The article talks about the limitations involved in setting up GNNs and working with them (such as the tradeoffs between different aggregation functions) however it would have been nice to see some notes on how well GNNs work on various problems such as generative modeling or interpretability. I put the overall score for the limitations category at a 4 however if I were to break limitations down into how well particular limitations were explained and overall limitation coverage I would give each a score of 4 and 3 respectively.

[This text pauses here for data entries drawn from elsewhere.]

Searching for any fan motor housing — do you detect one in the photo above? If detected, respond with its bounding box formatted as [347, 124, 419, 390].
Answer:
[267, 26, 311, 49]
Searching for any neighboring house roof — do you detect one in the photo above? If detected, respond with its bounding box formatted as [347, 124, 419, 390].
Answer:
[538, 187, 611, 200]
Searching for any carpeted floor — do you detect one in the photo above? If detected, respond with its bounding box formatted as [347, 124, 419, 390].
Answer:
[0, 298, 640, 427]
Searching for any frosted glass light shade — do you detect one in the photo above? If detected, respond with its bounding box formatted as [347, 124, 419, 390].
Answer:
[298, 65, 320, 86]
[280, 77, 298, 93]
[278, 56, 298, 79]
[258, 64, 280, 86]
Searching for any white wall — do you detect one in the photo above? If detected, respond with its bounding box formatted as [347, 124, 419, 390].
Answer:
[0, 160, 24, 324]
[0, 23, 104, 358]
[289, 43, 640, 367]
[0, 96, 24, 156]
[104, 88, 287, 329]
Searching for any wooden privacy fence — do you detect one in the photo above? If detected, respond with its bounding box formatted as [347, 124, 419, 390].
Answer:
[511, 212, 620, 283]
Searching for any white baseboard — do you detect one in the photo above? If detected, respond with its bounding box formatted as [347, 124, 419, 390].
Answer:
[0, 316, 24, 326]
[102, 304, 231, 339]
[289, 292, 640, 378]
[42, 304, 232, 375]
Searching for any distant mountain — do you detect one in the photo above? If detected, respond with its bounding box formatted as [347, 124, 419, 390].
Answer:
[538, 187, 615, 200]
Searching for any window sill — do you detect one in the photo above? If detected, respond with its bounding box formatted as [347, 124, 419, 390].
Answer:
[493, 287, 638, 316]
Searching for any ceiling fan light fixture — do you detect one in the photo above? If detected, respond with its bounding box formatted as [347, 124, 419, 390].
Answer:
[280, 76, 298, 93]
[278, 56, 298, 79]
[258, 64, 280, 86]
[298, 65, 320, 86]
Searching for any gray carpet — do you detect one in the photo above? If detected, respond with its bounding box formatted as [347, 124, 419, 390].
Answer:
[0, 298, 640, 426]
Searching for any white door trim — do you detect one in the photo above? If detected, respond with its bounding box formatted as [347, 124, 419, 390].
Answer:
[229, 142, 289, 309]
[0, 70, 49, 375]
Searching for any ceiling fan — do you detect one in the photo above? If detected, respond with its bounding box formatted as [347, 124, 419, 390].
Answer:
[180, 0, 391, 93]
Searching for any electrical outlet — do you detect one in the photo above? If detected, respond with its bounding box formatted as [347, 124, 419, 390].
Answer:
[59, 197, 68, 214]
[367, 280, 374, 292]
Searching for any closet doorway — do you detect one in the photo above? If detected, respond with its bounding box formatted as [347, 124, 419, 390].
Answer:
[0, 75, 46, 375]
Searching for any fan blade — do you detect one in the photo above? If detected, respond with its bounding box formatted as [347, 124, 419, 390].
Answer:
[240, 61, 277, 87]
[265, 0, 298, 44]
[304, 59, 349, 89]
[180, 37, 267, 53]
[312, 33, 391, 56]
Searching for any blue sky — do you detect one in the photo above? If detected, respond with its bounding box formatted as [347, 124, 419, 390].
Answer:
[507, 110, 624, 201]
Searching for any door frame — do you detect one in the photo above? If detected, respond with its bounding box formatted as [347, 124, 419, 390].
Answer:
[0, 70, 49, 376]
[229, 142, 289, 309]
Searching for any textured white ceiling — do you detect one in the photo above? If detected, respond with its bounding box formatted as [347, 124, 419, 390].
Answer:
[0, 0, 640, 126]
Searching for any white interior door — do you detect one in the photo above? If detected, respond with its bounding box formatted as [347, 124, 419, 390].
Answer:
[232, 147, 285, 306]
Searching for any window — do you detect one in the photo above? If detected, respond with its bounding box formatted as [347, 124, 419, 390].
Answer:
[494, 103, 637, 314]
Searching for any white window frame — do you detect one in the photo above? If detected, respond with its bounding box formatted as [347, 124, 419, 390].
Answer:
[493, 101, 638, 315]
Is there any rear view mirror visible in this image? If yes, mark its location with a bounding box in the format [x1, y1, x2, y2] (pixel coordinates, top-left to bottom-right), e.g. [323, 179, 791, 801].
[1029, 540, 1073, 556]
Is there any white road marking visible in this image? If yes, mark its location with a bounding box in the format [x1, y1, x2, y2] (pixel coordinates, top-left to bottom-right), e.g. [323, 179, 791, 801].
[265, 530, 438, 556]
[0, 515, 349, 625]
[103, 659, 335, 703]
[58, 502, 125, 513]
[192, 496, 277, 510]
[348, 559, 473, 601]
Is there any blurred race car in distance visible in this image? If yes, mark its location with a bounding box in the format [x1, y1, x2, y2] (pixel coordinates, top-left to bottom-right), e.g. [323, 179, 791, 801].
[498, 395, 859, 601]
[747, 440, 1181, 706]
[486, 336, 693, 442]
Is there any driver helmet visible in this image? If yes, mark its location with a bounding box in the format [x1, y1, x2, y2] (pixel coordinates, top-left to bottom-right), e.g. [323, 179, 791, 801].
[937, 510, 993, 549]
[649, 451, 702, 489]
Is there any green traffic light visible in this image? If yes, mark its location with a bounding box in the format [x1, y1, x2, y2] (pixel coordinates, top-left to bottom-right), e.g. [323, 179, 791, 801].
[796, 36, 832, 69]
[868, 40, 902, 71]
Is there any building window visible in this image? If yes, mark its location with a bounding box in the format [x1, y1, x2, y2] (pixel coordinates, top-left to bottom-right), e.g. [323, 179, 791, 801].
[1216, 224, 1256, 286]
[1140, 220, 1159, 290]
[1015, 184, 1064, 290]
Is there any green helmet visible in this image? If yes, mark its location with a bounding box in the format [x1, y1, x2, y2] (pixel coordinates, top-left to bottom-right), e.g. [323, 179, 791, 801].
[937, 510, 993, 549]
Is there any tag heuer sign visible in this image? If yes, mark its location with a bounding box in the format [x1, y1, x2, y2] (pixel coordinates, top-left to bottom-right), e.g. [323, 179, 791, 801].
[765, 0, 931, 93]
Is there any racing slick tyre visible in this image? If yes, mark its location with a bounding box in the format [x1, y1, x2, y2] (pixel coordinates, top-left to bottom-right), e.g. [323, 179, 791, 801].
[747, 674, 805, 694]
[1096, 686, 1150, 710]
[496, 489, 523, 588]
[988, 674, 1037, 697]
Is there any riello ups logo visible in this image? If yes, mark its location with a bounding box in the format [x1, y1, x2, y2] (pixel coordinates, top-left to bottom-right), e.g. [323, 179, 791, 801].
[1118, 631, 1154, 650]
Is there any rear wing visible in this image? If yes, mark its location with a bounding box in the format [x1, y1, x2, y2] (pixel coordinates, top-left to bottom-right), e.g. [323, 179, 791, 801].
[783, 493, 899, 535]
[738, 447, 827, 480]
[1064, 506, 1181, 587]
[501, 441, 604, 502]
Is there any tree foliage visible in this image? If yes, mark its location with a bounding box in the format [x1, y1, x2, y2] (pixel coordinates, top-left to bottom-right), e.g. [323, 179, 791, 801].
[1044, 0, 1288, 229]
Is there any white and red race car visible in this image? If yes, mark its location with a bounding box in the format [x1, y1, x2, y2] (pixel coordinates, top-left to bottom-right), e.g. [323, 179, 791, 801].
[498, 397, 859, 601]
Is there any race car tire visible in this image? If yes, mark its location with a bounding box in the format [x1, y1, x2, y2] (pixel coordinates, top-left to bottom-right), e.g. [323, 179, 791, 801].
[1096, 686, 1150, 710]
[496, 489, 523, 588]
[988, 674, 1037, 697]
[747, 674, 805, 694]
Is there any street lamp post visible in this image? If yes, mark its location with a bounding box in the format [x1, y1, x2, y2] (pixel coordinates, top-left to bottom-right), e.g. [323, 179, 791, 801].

Redundant edge in "Graph Attention Networks" figure

This issue refers to this figure.

I believe that the edge between the yellow "key" node and the very light grey node should not be there, as in this case the light grey node should also be a query node and used for computing a pairwise score with the query node.

Btw, congratulations for the excellent article! By far the best introductory resource on GNNs I have come across, thank you for this.

Carbon atoms have only 2 bonds in the GNN playground

Most of the molecules in the GNN playground have carbon atoms (color green) with one and two bonds.
How can this possibly be ? Carbon is supposed to form 4 bonds...
Unless the hydrogen atoms (NOT shown) are somehow implied ?
Thanks
Alex

Few Typos before "Into the Weeds"

I've noticed a few typos described below:

  1. In line 365, the sentence reads "which is the $g$ function described above", but the $g$ function isn't described yet. I believe we want to describe the function P_En->Vn as the gather function.
  2. In line 460, I think the conclusion should be, "The first thing to notice is that, surprisingly, a higher number of parameters does not necessarily correlate with higher performance."
  3. In line 503, it should be "We wish to highlight two general directions..."

Happy to make pull requests if these changes make sense!